Dr. Masson entered the IMSA Prototype Challenge Series in 2017 (the same year Kyle won the championship in the MPC division), earning seven podiums and a win at Road Atlanta. Last year, he made his debut in the WeatherTech SportsCar Championship LMP2 class with tutoring from his son, who is running his second full season in LMP2.
“It’s kind of different to balance all of them being the “coach” at the same time as the son, it’s a tough balancing point, but we definitely have a lot of fun,” Kyle said of working with his father. “He’s definitely become my best friend over the last four years, so it’s definitely a unique situation, and I’m thankful for it and I will be for the rest of my life.”
His father might be labeled as a “gentleman driver” (the catch-all term for the affluent executives and professionals from all walks of life who moonlight as sportscar pilots), but he might be better classified as a renaissance man of the Rolex 24.
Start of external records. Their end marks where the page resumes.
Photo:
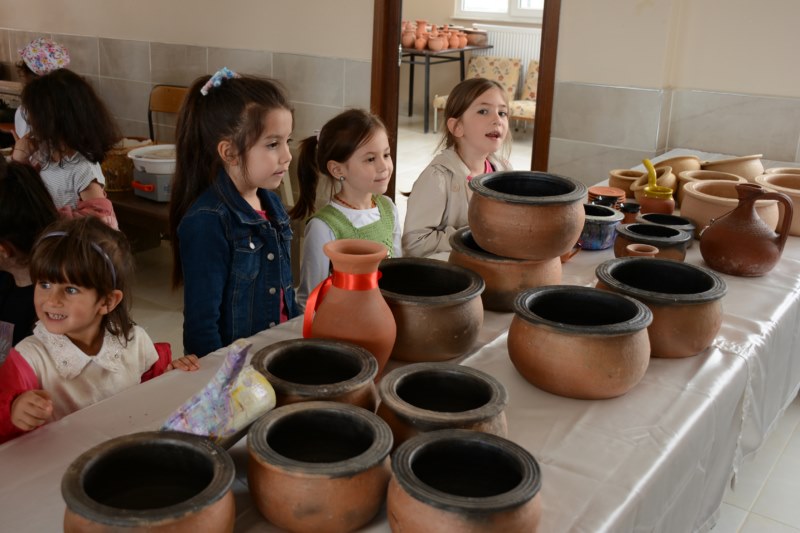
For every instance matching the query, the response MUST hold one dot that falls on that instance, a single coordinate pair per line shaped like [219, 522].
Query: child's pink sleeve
[16, 377]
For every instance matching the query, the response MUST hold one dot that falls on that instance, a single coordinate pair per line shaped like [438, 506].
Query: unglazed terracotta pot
[671, 242]
[160, 481]
[302, 370]
[708, 200]
[464, 481]
[353, 309]
[686, 301]
[436, 306]
[428, 396]
[504, 276]
[319, 466]
[526, 215]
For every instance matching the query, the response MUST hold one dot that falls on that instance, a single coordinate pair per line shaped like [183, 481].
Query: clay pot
[504, 276]
[686, 301]
[703, 175]
[748, 166]
[319, 466]
[429, 396]
[788, 184]
[436, 306]
[353, 309]
[671, 242]
[153, 481]
[302, 370]
[458, 480]
[579, 342]
[526, 215]
[740, 243]
[708, 200]
[599, 227]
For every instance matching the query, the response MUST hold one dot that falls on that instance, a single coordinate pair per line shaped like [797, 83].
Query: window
[504, 10]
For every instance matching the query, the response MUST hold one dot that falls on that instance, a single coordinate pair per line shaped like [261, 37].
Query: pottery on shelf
[319, 466]
[436, 306]
[504, 276]
[302, 370]
[708, 200]
[579, 342]
[425, 397]
[686, 301]
[740, 243]
[459, 480]
[671, 242]
[150, 481]
[525, 214]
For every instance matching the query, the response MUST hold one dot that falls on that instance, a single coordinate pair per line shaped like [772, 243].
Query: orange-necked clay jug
[348, 305]
[739, 242]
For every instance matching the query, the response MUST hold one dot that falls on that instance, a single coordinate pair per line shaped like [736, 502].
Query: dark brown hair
[75, 258]
[339, 138]
[235, 111]
[65, 113]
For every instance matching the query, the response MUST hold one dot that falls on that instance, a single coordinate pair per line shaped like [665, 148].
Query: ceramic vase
[352, 308]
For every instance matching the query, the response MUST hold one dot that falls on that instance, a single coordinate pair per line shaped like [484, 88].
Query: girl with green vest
[352, 151]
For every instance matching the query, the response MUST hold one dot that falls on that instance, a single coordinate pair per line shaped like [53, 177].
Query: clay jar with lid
[150, 481]
[579, 342]
[465, 481]
[504, 276]
[526, 215]
[428, 396]
[319, 466]
[686, 301]
[302, 370]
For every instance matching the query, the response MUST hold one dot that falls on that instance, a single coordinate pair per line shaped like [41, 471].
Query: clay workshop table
[655, 459]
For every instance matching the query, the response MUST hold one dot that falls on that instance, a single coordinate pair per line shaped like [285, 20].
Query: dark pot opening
[444, 391]
[322, 436]
[150, 476]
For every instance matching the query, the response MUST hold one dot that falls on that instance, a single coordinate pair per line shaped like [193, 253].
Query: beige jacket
[438, 204]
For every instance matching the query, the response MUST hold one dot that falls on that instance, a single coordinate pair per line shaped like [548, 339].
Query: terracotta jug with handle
[739, 242]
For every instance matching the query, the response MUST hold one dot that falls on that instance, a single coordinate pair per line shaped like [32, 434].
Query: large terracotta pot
[504, 276]
[160, 481]
[579, 342]
[302, 370]
[319, 466]
[429, 396]
[465, 481]
[526, 215]
[686, 301]
[353, 309]
[436, 306]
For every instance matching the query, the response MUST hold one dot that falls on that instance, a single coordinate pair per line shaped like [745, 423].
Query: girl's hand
[187, 363]
[31, 409]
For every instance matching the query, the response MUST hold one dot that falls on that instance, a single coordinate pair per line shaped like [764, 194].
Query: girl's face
[484, 125]
[369, 168]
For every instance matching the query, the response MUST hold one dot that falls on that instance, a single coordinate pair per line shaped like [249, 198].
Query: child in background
[353, 151]
[231, 244]
[85, 347]
[476, 120]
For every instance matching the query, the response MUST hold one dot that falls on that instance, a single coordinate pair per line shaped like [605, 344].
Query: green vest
[379, 231]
The foray into auto racing is just the latest detour of a life that also included planning to become a NASA mission specialist. He was a senior in medical school and training in the Navy when the Challenger disaster of 1986 occurred, causing him to focus on neurosurgery.
“I love to compete, and I love to push,” said Dr. Robert Masson, who has performed more than 13,000 microsurgical spine procedures and founded the Masson Spine Institute in Ocoee, Florida. “I study performance, and I’m involved in a lot of innovation and technology development, design and ultimately implementation. So the whole racing paradigm fits well into the way I practice neurosurgery of pushing limits and testing boundaries.”
He and his son found the boundary of the podium in the 2019 Rolex 24, finishing second in LMP2.
“I want to be on the top step of the podium,” Dr. Masson said. “To be on the podium with Kyle last year was unbelievable. Emotionally, I don’t think I can match that, but competitively we sure as hell want to try.”
Kyle said his father has improved his lap speeds in the past year by focusing on a racing simulator. That also is where the coaching can get even more intense, leading to some “heated moments” of instruction from his son.
“He’s an amazing coach, amazing performer and intuitive about racing,” Dr. Masson said of Kyle. “He gets it at a very internal four-dimensional level. I love that and I’ve learned so much from him and I feed off of his enthusiasm for this sport.
“He’s my coach in this space. He just needs to remember that it’s this space.”